There's more than one legitimate fish with the sulfur/sulphur head nickname, including what some call 'sulfur head (or crested) lithobates'. So 'sulfur head' is in the eye of the beholder as far as what fish it means, depends the circles you travel in, what the seller called the fish, etc., and it's relatively meaningless to the actual species name by which the fish should be identified. Sulfur head peacock is Maylandi according to anything I've seen. Similar looking Malawis aren't always easy to ID from a screen image. Color on the screen isn't always 100% accurate, color may vary with mood, egg spots may vary with individual, all of the above plus blaze may vary with specific location a particular strain originated from, or, depending where they were sold, there's the possibility of a fish with crossed genes in its lineage, etc. etc.

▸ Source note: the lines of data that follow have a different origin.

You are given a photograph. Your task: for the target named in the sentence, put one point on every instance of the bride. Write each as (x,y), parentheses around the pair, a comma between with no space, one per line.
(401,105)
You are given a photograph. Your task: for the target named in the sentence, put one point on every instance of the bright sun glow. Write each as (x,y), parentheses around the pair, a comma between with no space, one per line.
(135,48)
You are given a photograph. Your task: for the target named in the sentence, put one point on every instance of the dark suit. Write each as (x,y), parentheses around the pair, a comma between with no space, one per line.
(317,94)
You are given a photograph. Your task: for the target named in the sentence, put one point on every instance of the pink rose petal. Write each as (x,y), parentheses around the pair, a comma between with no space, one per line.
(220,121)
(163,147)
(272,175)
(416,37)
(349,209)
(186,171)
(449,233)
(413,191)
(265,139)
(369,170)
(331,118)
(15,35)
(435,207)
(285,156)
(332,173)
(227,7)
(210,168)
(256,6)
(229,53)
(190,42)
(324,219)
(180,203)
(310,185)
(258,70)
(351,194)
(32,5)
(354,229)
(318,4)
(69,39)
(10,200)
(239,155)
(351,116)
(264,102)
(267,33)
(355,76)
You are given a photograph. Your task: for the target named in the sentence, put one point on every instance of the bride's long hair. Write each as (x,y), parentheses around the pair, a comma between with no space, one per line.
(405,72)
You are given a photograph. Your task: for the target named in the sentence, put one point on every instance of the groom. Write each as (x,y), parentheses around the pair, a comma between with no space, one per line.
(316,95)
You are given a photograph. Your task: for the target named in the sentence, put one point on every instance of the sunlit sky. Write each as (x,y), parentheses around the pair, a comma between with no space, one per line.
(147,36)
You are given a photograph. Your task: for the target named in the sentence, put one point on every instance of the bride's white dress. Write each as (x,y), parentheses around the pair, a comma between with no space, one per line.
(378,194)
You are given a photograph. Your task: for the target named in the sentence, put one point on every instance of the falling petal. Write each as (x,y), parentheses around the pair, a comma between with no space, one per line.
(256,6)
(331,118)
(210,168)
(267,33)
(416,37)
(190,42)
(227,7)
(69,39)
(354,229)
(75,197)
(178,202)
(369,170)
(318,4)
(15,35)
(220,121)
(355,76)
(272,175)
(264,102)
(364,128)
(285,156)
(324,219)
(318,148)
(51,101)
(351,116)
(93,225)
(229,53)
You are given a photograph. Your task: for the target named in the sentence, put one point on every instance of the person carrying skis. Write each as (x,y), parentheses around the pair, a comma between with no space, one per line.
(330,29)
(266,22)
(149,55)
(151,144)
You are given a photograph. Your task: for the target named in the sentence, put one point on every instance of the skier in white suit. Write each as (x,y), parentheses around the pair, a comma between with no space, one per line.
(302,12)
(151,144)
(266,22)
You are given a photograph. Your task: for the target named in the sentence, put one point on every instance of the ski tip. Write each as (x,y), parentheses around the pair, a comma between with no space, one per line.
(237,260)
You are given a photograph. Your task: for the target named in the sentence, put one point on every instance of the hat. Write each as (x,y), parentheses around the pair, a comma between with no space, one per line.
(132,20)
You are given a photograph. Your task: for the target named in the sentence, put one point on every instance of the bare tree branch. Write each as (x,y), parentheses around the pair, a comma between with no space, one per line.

As far as OB peacocks crossed with other fish, it's happened to me a couple of times-- not by design. Technically, OB peacocks are already a hybrid and this plus the not uncommon Malawi cichlid willingness to spawn with whatever other Malawi is in the tank when mates of its own species aren't available, and occasionally even when they are... and there you are. From what I've seen fry will generally be a mix of OB individuals and individuals that are a less pure, less attractive version of whatever the other fish was.
For some years I bred several peacock species, bred some OBs for a while, and, based on what I saw on the occasions it happened, crossing OBs with other fish doesn't especially give you something you can't selectively breed from OB parents anyway. Since they're a man made strain in the first place it's not like you're corrupting a pure fish from the lake on the OB side of it, but on the other side, whatever species the other fish is, you get lower quality versions of a no longer pure species-- if all of that makes sense.